W3C home > Mailing lists > Public > public-csv-wg@w3.org > August 2014

RE: CSV on the web: question re null / missing values

From: Peter Parslow <Peter.Parslow@ordnancesurvey.co.uk>
Date: Wed, 6 Aug 2014 12:45:52 +0000
To: Dan Brickley <danbri@google.com>
CC: "public-csv-wg@w3.org" <public-csv-wg@w3.org>
Message-ID: <0461228843A12A4DBE1DC4E9B451A9AB65F3FDD8@WP113.ordsvy.gov.uk>
That looks like a 'yes'.

I can add some scenarios, from our own CSV data products.
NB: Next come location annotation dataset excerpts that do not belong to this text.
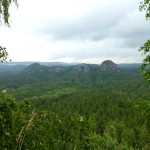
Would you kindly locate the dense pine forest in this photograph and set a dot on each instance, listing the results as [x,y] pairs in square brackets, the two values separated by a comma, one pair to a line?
[74,107]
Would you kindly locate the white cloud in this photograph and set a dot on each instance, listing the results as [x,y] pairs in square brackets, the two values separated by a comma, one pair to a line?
[73,30]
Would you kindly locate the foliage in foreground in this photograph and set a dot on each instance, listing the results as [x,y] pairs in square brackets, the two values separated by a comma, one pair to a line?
[23,127]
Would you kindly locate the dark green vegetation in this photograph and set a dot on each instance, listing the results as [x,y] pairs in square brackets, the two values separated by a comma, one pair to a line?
[145,48]
[74,107]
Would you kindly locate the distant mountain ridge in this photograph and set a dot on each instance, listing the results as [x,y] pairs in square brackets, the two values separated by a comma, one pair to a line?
[57,66]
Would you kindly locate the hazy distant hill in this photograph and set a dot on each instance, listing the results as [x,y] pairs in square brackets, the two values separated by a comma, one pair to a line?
[20,66]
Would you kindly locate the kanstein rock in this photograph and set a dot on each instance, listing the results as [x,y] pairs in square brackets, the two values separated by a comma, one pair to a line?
[109,65]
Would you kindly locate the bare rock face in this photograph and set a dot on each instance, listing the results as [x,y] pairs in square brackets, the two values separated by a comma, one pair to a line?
[56,69]
[86,68]
[109,65]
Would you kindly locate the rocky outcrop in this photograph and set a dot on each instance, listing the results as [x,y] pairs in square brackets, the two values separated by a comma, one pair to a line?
[109,65]
[83,68]
[56,69]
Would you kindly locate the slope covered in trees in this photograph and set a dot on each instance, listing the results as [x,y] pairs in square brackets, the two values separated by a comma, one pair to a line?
[98,109]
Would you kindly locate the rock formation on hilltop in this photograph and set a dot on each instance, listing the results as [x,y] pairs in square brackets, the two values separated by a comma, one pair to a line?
[109,65]
[83,68]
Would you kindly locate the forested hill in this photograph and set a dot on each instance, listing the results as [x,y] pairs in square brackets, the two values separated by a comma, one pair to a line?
[79,106]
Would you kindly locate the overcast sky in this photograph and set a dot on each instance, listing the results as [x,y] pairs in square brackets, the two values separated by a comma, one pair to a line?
[88,31]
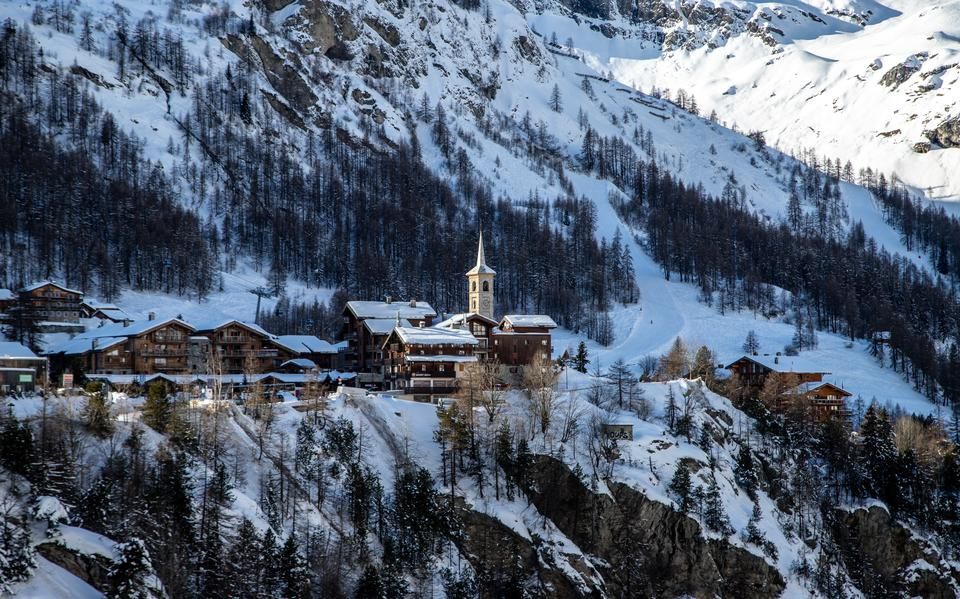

This morning I was looking at "AddressBase Plus", so the specific use case is a missing string value (although the string in question is actually an identifier in a different dataset). There are many fields in an address which are not always populated. For example, many (UK) addresses lie within an electoral ward, but not all do - so sometimes the electoral ward column is empty, indicating that this particular address does not lie in a ward. The use case is that we would like to be explicit about that, rather than risk it being interpreted as 'missing by accident'. The solution would appear to be for us to create an 'out of range' value to populate the field with ('none' springs to mind); the slight difficulty being that the electoral ward codes are created by another agency - so we run the risk of them creating a value of 'none' for some (no doubt good) reason! Especially if we chose the same 'none' across all the potentially missing string values (house name, street name, etc)

My reference to GML is more generic, because we have a European standard now for expressing addresses in GML, and GML includes a reasonably good model for being explicit about what nil & absent values mean.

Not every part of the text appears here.